Viele Hürden, wenig Einfluss
Das Unterschriftenquorum für die Einreichung eines Bürgerbegehrens liegt zwar im bundesweiten Vergleich eher im unteren Bereich, doch insgesamt bleiben die Hürden hoch: Das erforderliche Zustimmungsquorum bei Bürgerentscheiden ist streng. Viele Themen – darunter die kommunale Bauleitplanung - diese sind laut Bericht faktisch vom Verfahren ausgeschlossen.
Insgesamt wurden in Sachsen-Anhalt seit Einführung der Instrumente im Jahr 1994 bislang 125 Bürgerbegehren und 152 Ratsreferenden registriert. Sie führten in 191 Fällen zu einem Bürgerentscheid. Besonders auffällig: Der Anteil von Ratsreferenden liegt weit über dem Bundesdurchschnitt. Hintergrund ist die frühere Gemeindegebietsreform, zu der viele kommunalpolitische Abstimmungen stattfanden.
Direkte Demokratie auf Sparflamme
Im vergangenen Jahr verzeichnete der Verband landesweit lediglich zwei neu gestartete Bürgerbegehren – und keinen einzigen von Kommunalparlamenten initiierten Bürgerentscheid. Ein einziges Verfahren mündete in eine Abstimmung.
Die Praxis der direkten Demokratie gilt damit auch im Vergleich zu anderen ostdeutschen Bundesländern als unterdurchschnittlich. In Brandenburg etwa kamen seit 1993 insgesamt 177 Bürgerentscheide zustande. In Thüringen wurden im gleichen Zeitraum 69 gezählt.
Insgesamt wurden bundesweit seit 1956 insgesamt 9.453 direktdemokratische Verfahren auf kommunaler Ebene dokumentiert, darunter mehr als 4.700 Bürgerentscheide. Besonders aktiv ist Bayern: Dort wurden allein im vergangenen Jahr 93 neue Verfahren gestartet – mehr als in jedem anderen Bundesland.
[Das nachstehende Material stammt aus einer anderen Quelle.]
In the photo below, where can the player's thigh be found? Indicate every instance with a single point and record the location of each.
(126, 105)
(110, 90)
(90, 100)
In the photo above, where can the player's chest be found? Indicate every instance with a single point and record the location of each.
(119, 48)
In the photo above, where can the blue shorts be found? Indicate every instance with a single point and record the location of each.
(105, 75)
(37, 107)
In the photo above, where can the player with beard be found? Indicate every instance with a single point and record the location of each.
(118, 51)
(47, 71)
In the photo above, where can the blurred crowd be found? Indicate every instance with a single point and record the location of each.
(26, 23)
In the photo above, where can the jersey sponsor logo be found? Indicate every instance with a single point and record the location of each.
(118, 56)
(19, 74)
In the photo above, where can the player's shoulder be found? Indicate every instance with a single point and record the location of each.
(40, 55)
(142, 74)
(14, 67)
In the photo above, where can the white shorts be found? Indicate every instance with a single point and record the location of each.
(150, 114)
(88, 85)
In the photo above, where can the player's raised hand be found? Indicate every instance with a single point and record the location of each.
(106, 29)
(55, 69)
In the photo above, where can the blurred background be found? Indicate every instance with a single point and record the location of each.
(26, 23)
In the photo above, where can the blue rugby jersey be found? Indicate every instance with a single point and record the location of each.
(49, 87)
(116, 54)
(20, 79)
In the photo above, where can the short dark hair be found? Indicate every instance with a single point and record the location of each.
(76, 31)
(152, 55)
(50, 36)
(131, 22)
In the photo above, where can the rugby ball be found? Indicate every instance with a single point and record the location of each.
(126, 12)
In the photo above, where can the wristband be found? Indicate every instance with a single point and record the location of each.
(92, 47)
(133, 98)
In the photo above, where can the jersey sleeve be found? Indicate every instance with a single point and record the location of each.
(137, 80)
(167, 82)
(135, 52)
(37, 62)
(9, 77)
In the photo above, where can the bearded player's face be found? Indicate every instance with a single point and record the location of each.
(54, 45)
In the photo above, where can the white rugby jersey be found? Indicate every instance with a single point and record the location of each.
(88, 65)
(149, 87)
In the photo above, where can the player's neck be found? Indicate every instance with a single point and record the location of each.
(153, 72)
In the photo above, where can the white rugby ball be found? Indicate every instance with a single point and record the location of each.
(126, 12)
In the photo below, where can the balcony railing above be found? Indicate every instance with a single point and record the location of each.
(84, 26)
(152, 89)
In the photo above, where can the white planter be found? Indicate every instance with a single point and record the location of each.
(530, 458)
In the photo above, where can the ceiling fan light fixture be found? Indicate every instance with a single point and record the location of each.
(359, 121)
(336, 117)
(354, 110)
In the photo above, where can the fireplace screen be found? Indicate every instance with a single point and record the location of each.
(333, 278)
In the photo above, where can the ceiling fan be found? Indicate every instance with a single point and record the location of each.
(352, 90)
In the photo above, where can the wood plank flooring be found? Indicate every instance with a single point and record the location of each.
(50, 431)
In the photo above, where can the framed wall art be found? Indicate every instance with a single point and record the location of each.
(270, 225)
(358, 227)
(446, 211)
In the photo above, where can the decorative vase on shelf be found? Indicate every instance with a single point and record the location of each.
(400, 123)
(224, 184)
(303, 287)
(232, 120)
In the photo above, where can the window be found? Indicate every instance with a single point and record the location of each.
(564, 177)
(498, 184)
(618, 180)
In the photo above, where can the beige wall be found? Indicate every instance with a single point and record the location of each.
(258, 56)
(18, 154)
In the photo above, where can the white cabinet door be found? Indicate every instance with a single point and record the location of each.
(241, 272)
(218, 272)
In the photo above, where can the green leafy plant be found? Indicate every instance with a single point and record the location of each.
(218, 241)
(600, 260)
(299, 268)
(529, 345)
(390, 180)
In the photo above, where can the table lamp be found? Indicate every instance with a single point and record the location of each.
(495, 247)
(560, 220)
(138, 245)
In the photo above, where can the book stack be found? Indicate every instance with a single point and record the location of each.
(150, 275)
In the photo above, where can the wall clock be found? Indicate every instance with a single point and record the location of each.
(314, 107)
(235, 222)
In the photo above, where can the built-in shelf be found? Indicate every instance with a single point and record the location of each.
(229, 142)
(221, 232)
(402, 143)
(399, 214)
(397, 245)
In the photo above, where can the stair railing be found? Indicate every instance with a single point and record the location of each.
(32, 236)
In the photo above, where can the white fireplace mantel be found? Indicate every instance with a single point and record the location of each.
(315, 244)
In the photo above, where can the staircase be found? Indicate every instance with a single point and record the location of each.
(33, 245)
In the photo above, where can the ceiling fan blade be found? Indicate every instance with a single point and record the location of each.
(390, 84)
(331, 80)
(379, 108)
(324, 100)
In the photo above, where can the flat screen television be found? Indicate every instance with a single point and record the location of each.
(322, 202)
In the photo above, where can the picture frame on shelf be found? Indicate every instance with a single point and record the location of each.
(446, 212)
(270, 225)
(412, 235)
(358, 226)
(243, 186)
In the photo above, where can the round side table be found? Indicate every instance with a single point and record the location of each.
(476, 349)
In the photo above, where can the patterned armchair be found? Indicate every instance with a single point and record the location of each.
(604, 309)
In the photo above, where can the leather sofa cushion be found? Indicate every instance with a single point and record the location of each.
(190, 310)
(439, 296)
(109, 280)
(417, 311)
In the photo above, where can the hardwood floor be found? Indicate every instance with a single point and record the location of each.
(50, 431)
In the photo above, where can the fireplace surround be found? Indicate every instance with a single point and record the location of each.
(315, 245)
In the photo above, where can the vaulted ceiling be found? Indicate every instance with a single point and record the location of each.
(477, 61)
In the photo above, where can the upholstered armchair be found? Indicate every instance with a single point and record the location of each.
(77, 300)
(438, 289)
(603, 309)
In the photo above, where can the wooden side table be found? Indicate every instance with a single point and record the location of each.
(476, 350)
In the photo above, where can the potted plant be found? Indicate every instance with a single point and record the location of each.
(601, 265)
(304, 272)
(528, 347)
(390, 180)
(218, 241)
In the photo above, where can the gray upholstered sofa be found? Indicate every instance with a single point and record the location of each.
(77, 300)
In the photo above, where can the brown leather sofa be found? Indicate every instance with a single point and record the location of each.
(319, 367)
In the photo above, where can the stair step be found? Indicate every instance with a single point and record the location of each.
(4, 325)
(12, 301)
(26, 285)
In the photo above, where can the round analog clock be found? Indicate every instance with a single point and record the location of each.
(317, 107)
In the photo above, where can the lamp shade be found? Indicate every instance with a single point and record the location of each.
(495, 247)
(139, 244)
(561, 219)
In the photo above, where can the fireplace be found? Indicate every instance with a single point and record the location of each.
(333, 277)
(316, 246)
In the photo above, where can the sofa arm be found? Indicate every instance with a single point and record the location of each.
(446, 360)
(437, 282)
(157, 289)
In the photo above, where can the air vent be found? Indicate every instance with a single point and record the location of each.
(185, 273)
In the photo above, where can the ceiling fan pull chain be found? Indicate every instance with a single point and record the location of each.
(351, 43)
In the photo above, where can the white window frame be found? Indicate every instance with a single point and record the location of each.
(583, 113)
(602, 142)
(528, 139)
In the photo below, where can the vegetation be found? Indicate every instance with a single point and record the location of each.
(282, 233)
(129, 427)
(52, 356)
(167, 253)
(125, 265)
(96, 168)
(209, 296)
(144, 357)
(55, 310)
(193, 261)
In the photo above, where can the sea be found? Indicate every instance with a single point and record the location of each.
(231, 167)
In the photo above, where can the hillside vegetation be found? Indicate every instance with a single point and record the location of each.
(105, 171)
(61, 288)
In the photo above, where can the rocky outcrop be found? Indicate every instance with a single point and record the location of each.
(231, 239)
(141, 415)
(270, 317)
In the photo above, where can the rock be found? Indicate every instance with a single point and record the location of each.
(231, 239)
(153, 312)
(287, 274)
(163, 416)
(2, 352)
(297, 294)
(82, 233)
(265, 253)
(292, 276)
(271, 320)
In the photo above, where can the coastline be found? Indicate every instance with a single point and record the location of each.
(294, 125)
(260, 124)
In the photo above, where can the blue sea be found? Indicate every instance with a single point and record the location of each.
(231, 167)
Am seltensten werden Bürgerbegehren dagegen im Saarland genutzt – dort kommt es statistisch gesehen nur alle 290 Jahre zu einem Verfahren pro Gemeinde.
Mitbestimmung auch eine Frage der Kultur
Warum es zwischen den Bundesländern so große Unterschiede gibt, liegt laut Verband an den unterschiedlichen gesetzlichen Hürden – und daran, ob sich vor Ort eine Kultur direkter Mitbestimmung entwickelt hat.